If you think nature doesn't do irrational numbers, then you'll probably not want to know about how often fractals appear in nature as well. Just look at a fern leaf. Classic fractal pattern. Indeed, fractals are a brilliantly efficient way to encode a method of replication (which is why computer graphics use them all the time). The simplest of algorithms can lead to very complex and intricate patterns, as well as lead to optimal outcomes.
Then there are the appearance of prime numbers in nature as well, e.g. the number of years between when a species of cicadas appears in season is often a prime number of years (2,3,5,7,11,13,17). This evolved over millennia to be a very efficient survival strategy as it minimises the chances that two or more species emerge in the same season.

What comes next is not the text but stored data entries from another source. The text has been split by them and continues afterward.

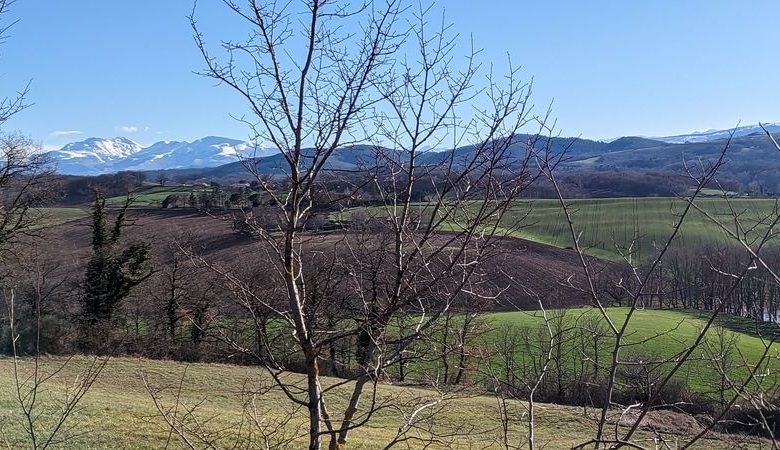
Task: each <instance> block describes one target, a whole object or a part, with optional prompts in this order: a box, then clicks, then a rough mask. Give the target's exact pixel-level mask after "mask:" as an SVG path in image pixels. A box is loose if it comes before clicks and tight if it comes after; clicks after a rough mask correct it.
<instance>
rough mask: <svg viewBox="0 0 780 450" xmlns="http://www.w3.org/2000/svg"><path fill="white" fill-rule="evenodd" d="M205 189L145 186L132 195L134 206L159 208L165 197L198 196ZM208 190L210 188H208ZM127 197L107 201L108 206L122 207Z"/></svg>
mask: <svg viewBox="0 0 780 450" xmlns="http://www.w3.org/2000/svg"><path fill="white" fill-rule="evenodd" d="M203 189H204V188H203V187H196V186H159V185H153V186H143V187H141V188H139V189H137V190H136V191H134V192H133V193H132V194H131V197H132V198H133V203H132V206H134V207H142V208H150V207H159V206H160V204H161V203H162V201H163V200H165V197H167V196H169V195H183V196H185V197H186V196H189V195H190V193H191V192H195V195H198V193H199V192H201V191H202V190H203ZM206 189H208V188H206ZM125 199H126V197H125V196H118V197H111V198H108V199H106V204H107V205H108V206H114V207H118V206H122V205H124V202H125Z"/></svg>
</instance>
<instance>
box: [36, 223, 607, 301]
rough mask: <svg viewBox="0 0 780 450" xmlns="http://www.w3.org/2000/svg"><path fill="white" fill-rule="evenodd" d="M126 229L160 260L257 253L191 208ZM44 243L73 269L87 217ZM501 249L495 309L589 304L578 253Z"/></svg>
mask: <svg viewBox="0 0 780 450" xmlns="http://www.w3.org/2000/svg"><path fill="white" fill-rule="evenodd" d="M129 219H130V221H129V222H130V225H129V226H128V227H127V229H126V231H125V237H126V239H127V240H128V241H133V240H144V241H147V242H150V243H152V245H153V248H154V249H155V251H156V253H157V258H158V262H159V263H164V262H165V261H161V260H159V258H161V253H162V252H160V251H159V250H160V249H161V248H163V246H165V245H175V243H176V242H184V243H186V244H187V245H189V246H191V247H192V248H193V249H194V250H196V251H197V252H198V253H200V254H201V255H203V256H204V257H207V258H211V259H213V260H215V261H219V262H221V263H231V262H237V261H242V260H243V261H246V259H244V256H246V255H247V254H250V253H257V251H258V247H257V245H258V244H257V243H256V242H254V241H252V240H251V239H249V238H247V237H242V236H240V235H238V234H237V233H236V232H235V231H233V229H232V220H231V218H230V216H229V215H228V216H223V217H214V216H209V215H205V214H202V213H199V212H196V211H192V210H133V211H131V212H130V214H129ZM110 224H111V223H110V220H109V225H110ZM344 233H348V232H344V231H332V232H326V233H312V234H311V235H310V238H311V240H312V245H313V247H312V248H321V249H323V250H326V249H328V248H332V249H337V248H338V247H339V246H338V243H339V241H340V240H342V239H343V238H344ZM45 238H46V242H47V244H46V246H47V248H48V251H50V252H51V254H52V255H55V257H56V259H58V260H59V261H61V262H62V264H65V265H67V266H72V267H74V268H75V267H77V266H78V265H79V264H80V263H83V260H84V258H86V257H88V255H89V247H90V239H91V229H90V219H81V220H77V221H73V222H68V223H66V224H62V225H58V226H54V227H51V228H49V229H47V230H46V232H45ZM499 242H500V245H499V251H498V252H495V254H493V255H492V256H491V257H490V258H489V259H488V260H487V261H486V262H485V264H484V266H483V267H484V269H483V270H484V272H485V273H487V274H488V276H489V277H490V279H491V283H492V285H493V290H494V291H495V292H500V294H499V295H498V298H497V302H496V303H495V305H496V309H499V310H515V309H525V310H533V309H538V307H539V302H540V301H542V302H543V304H544V306H545V308H559V307H566V306H576V305H587V304H590V295H589V293H588V291H587V289H586V287H587V284H586V282H585V278H584V276H583V275H582V273H583V271H582V266H581V263H580V260H579V257H578V256H577V254H576V253H575V252H574V251H573V250H567V249H559V248H555V247H551V246H547V245H543V244H538V243H534V242H529V241H524V240H521V239H510V238H504V239H501V240H500V241H499ZM590 262H591V263H592V265H593V269H594V271H595V273H596V278H597V280H600V279H603V278H605V277H606V276H607V275H609V274H610V273H611V271H613V270H614V269H615V266H614V265H613V264H611V263H607V262H603V261H600V260H597V259H595V258H590Z"/></svg>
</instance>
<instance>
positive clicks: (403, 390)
mask: <svg viewBox="0 0 780 450" xmlns="http://www.w3.org/2000/svg"><path fill="white" fill-rule="evenodd" d="M63 361H64V359H63V358H46V359H43V360H42V365H41V367H42V370H43V372H44V373H46V374H49V373H51V372H52V371H54V370H55V369H56V368H57V367H59V365H60V364H61V363H62V362H63ZM88 361H89V360H88V359H86V358H85V357H76V358H74V359H73V360H71V361H70V363H69V364H68V365H67V366H66V367H65V369H64V370H62V371H60V372H58V373H56V374H55V375H54V376H53V378H52V379H51V380H50V381H49V383H48V385H47V386H48V387H47V389H46V390H45V391H44V392H42V393H41V395H40V396H39V402H40V403H39V404H40V405H41V407H42V409H41V410H40V411H41V412H48V413H51V412H52V411H54V408H56V401H57V399H60V398H62V396H63V395H64V394H65V392H66V390H67V388H68V386H69V384H70V383H72V382H73V381H74V380H75V379H76V377H77V376H78V374H79V371H80V370H81V369H82V368H83V367H84V366H85V365H86V364H87V363H88ZM12 366H13V365H12V360H10V359H7V358H5V359H0V371H2V373H4V374H8V375H7V376H3V377H0V423H1V424H2V431H3V434H2V436H3V439H5V441H6V442H5V443H7V444H9V447H10V448H23V447H29V445H28V444H27V443H26V442H25V433H24V429H23V425H22V420H23V417H22V415H21V414H20V413H19V410H18V405H17V403H16V402H17V400H16V398H15V395H16V393H15V389H14V385H13V378H12V377H11V376H10V374H11V373H12V370H13V367H12ZM21 368H22V371H23V373H30V371H31V370H32V361H31V360H22V361H21ZM144 377H145V378H146V379H147V380H148V382H149V384H150V385H151V386H153V388H155V389H159V388H165V390H164V391H162V397H163V401H162V404H163V406H164V407H174V405H175V404H174V401H173V393H174V392H176V391H177V390H178V386H179V384H181V386H182V389H181V401H182V404H186V405H189V406H193V405H195V404H199V409H198V413H197V418H198V419H199V420H200V421H201V424H202V426H203V427H204V429H205V430H208V431H209V432H214V433H216V434H219V435H221V436H228V435H232V436H233V438H225V439H223V440H221V441H220V442H219V444H220V445H219V446H220V447H224V448H226V447H230V446H232V445H233V444H235V447H236V448H248V447H247V444H248V443H247V441H246V439H247V437H248V436H249V434H248V433H249V428H250V427H251V426H250V425H249V424H248V423H247V422H246V421H243V422H242V419H244V420H245V419H246V417H242V411H243V405H245V401H246V398H245V397H244V398H242V395H241V393H242V391H244V390H245V389H256V388H258V387H259V386H263V385H267V384H268V381H269V380H268V379H267V377H266V376H264V375H263V374H262V371H261V370H260V369H257V368H250V367H238V366H228V365H220V364H191V365H186V364H184V363H176V362H168V361H152V360H145V359H135V358H116V359H113V360H111V361H110V362H109V363H108V364H107V366H106V368H105V370H104V371H103V373H102V374H101V376H100V378H99V379H98V381H97V382H96V384H95V385H94V386H93V388H92V390H91V391H89V393H88V394H87V395H86V396H85V398H84V400H83V402H82V403H81V406H80V408H79V409H78V411H77V412H76V413H75V414H74V415H73V416H72V418H71V419H70V422H68V426H67V429H66V431H67V435H68V436H70V438H69V440H67V441H66V442H62V443H60V445H57V446H55V447H56V448H106V449H108V448H110V449H115V448H134V449H154V448H163V447H166V448H167V447H170V448H184V447H185V446H184V445H183V443H182V442H180V441H178V440H177V438H176V436H171V435H170V433H169V431H168V428H167V427H166V425H165V423H164V422H163V420H162V419H161V418H160V417H159V416H158V413H157V409H156V408H155V406H154V403H153V401H152V399H151V397H150V395H149V394H148V392H147V390H146V388H145V385H144V381H143V380H144ZM182 381H183V382H182ZM290 381H300V382H303V381H304V380H303V377H301V376H298V375H292V376H291V378H290ZM334 381H335V380H332V379H325V380H324V383H325V386H326V387H327V386H329V385H331V384H332V383H334ZM349 387H350V386H349V385H347V386H344V387H342V388H339V389H340V390H344V395H339V394H338V391H337V392H334V394H335V395H334V396H333V398H334V401H333V402H332V403H331V408H332V409H333V410H338V409H339V408H340V407H343V404H342V403H343V402H342V401H341V399H344V398H346V397H347V395H346V391H347V389H348V388H349ZM386 398H392V399H393V400H394V402H395V403H397V404H403V402H401V401H400V400H407V401H408V402H409V404H410V405H412V404H419V402H420V401H423V400H431V399H434V398H436V394H435V393H433V392H432V391H427V390H424V389H419V388H414V387H402V386H391V385H380V386H379V389H378V399H379V400H380V401H381V400H383V399H386ZM254 404H255V407H256V410H257V413H258V416H259V417H260V419H261V420H262V421H263V423H265V424H273V423H274V422H275V421H277V420H279V419H280V418H282V417H284V415H285V412H286V410H287V405H289V402H288V401H287V400H286V399H285V398H283V396H282V394H281V393H279V392H277V391H271V392H268V393H264V394H259V395H257V396H256V397H255V399H254ZM496 405H497V402H496V399H495V398H492V397H488V396H477V395H469V394H467V393H464V392H461V393H459V394H457V395H455V396H453V399H452V400H448V401H447V403H445V406H446V408H445V409H444V410H443V412H442V413H441V414H440V416H439V417H438V418H437V427H438V429H439V430H447V431H450V432H453V431H459V432H460V433H464V432H465V433H464V434H463V435H461V436H457V437H455V438H453V439H452V440H449V439H445V440H442V441H441V442H439V444H438V445H433V446H430V447H427V448H494V447H496V444H497V441H496V439H498V437H499V430H498V424H499V422H500V419H499V412H498V409H497V406H496ZM509 406H510V408H512V409H513V410H516V412H517V413H518V414H517V416H516V417H515V418H514V420H513V421H512V422H511V425H510V428H511V439H512V440H513V442H517V443H521V442H523V439H524V431H523V429H524V428H523V424H522V421H523V420H524V419H523V418H522V417H524V416H522V415H521V413H522V411H523V408H524V407H523V405H522V404H521V403H519V402H510V404H509ZM408 412H409V410H408V409H405V408H401V409H400V410H399V409H395V408H388V409H384V410H381V411H380V412H378V413H377V414H376V415H375V416H374V418H373V419H372V420H371V421H369V422H368V424H366V426H365V427H363V428H361V429H359V430H356V431H354V432H353V434H352V435H351V439H350V444H349V448H353V449H378V448H383V447H384V446H385V445H386V444H387V443H388V442H389V441H390V440H391V439H392V438H393V437H394V435H395V431H396V430H397V429H398V426H399V425H400V424H401V423H402V420H403V419H402V418H403V414H404V413H408ZM594 413H595V412H594V411H593V410H590V411H589V412H587V413H585V412H584V411H583V409H582V408H575V407H567V406H558V405H551V404H538V405H537V413H536V414H537V417H536V420H537V428H536V434H537V436H536V439H537V441H536V442H537V445H538V446H539V447H540V448H552V449H555V448H571V446H572V445H574V444H576V443H581V442H584V441H586V440H588V439H590V438H591V437H592V436H593V430H594V422H593V419H592V415H593V414H594ZM47 415H48V414H43V415H42V416H41V417H40V418H39V425H40V426H41V427H42V428H43V429H46V425H47V423H48V422H47ZM305 421H306V417H305V412H303V411H300V410H299V411H296V412H294V413H293V419H292V421H291V422H290V423H289V424H287V427H286V429H287V430H288V431H298V432H301V433H304V432H305V427H303V425H304V424H305ZM240 425H243V427H244V428H243V429H242V430H241V434H240V436H241V437H239V438H238V439H237V441H236V440H234V438H235V436H236V434H237V433H238V427H239V426H240ZM299 427H300V428H299ZM216 434H215V435H216ZM413 434H414V435H415V436H420V437H424V435H425V431H424V430H422V429H421V430H418V431H416V432H414V433H413ZM63 436H65V435H63ZM642 436H645V437H646V436H647V434H646V433H645V432H640V438H641V437H642ZM667 437H668V438H669V441H670V442H675V441H676V440H678V439H680V437H679V436H673V435H670V436H667ZM720 438H721V439H724V437H723V436H720ZM296 442H298V443H300V445H297V444H296ZM305 442H306V441H305V439H303V438H302V439H300V440H299V441H295V442H293V443H292V444H290V445H287V448H300V447H302V446H304V445H305ZM255 444H258V443H257V442H255ZM648 444H652V441H651V440H649V441H648ZM743 445H744V444H743ZM401 447H403V448H420V442H418V441H414V440H412V441H410V442H408V447H407V446H406V445H401ZM756 447H757V446H756ZM272 448H273V445H272ZM697 448H732V445H731V443H730V442H729V441H727V440H714V439H713V440H705V441H702V442H701V443H700V445H699V446H698V447H697Z"/></svg>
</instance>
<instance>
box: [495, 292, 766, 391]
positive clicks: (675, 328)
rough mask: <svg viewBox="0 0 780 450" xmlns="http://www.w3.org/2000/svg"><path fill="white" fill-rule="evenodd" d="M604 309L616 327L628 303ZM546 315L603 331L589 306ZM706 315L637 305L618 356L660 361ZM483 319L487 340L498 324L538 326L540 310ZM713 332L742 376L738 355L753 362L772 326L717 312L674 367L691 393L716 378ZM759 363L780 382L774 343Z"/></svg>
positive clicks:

Another "natural" irrational number of course is ∏. ∏ appears everywhere in the natural world since spherical and related forms are a consequence of physics (e.g. gravity). The meandering ratio of rivers is a function of ∏. Biological processes are ultimately the consequence of physical laws, and is why ∏ appears in various places in nature. e.g. the patterns of spots and stripes on many animals has ∏ encoded within them. It's a key value in many periodic biological processes.